Using biodegradable materials is a common practice in orthopedics. In particular, the use of bioabsorbable tacks has played a role in the repair of rotator cuff tears and superior labral tears with anterior-to-posterior orientations. Our study focused on the use of bioabsorbable tacks and the repair of anterior-to-posterior lesions of the superior labrum. The number of tacks placed at surgery for this repair varies but usually ranges from three to five tacks, depending on the severity of the tear. Of course, bioabsorbable tacks must be made of nontoxic substances, but the tacks must also have adequate fixation strength to attach soft tissues to bone as well as sufficient strength to allow the healing tissues to regain mechanical integrity and a slow absorption rate so that breakage and migration of the tacks are avoided. For proper healing to occur, a tack must be encapsulated by the synovium or other tissue; therefore, one possible explanation for tack loosening is that the tack loses its peripheral mass and separates from the repaired tissue that it is meant to secure. The fixation strength of the tack must be maintained until the process of capsulolabral healing is complete.

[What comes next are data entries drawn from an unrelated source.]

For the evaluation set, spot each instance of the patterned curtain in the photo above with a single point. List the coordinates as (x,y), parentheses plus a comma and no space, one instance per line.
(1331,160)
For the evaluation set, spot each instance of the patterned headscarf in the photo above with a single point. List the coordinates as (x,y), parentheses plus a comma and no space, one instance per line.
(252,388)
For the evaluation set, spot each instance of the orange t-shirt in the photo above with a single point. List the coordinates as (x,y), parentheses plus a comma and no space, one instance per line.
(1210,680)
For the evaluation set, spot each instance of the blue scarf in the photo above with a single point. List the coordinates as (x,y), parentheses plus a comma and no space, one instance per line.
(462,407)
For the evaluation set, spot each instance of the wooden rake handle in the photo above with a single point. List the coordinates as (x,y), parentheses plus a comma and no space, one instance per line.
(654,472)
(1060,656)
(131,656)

The normal sequence of biodegradation of the tacks involves five stages. In the first stage, water is absorbed into the tack from the surrounding environment. In the second stage, the polymer in the tack undergoes hydrolysis, which results in decreased holding strength. During absorption (the third stage), the tack begins to fragment, and its fixation decreases. Tissue healing must have occurred by this stage. Then, the fragments of the implant are phagocytized. Finally, the products of phagocytosis enter the Krebs cycle and are eliminated through respiration. This entire process of biodegradation can take from 5 months to 2 years [1]. The most commonly reported complication associated with biodegradable tacks has been synovitis [2, 3], which was the clinical concern for the patients in our series.

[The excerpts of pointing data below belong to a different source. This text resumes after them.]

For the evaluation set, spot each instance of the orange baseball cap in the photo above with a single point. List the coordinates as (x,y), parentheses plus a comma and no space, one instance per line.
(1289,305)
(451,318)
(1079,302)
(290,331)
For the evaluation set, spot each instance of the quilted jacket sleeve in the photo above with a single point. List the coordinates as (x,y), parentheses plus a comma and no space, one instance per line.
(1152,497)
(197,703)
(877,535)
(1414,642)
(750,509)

Many surgeons who arthroscopically repair anterior-to-posterior lesions of the superior labrum using bioabsorbable tacks exclusively have reported good success [4,5,6]. To repair anterior-to-posterior tears of the superior labrum, surgeons typically use an anterosuperior portal. However, if the tear extends too far posteriorly to be stabilized only from the front, a posterosuperior portal is also used. The posterosuperior tack can be difficult to place correctly during the arthroscopic stabilization procedure [7], so a potential complication is that the tack can loosen to the point that it disengages and floats freely in the joint space.

The reason that the absorbable tacks in our patients became loose remains unclear. It could be that the posterior portal placement resulted in an unsatisfactory positioning of the tacks. Another possible explanation is the tacks began to lose mass before the surrounding tissue was healed, releasing the tacks from the tissue. The infrequency with which cases of loose surgical tacks are encountered may be related to the fact that many orthopedic surgeons are using tacks less frequently in the repair of anterior-to-posterior lesions of the superior labrum in favor of the technically more demanding suture anchor repair. This procedure requires making a knot and placing it at the capsulolabral interface or the tear site. The suture anchor does not have the same tendency to back out of a tract that the bioabsorbable tack does [8].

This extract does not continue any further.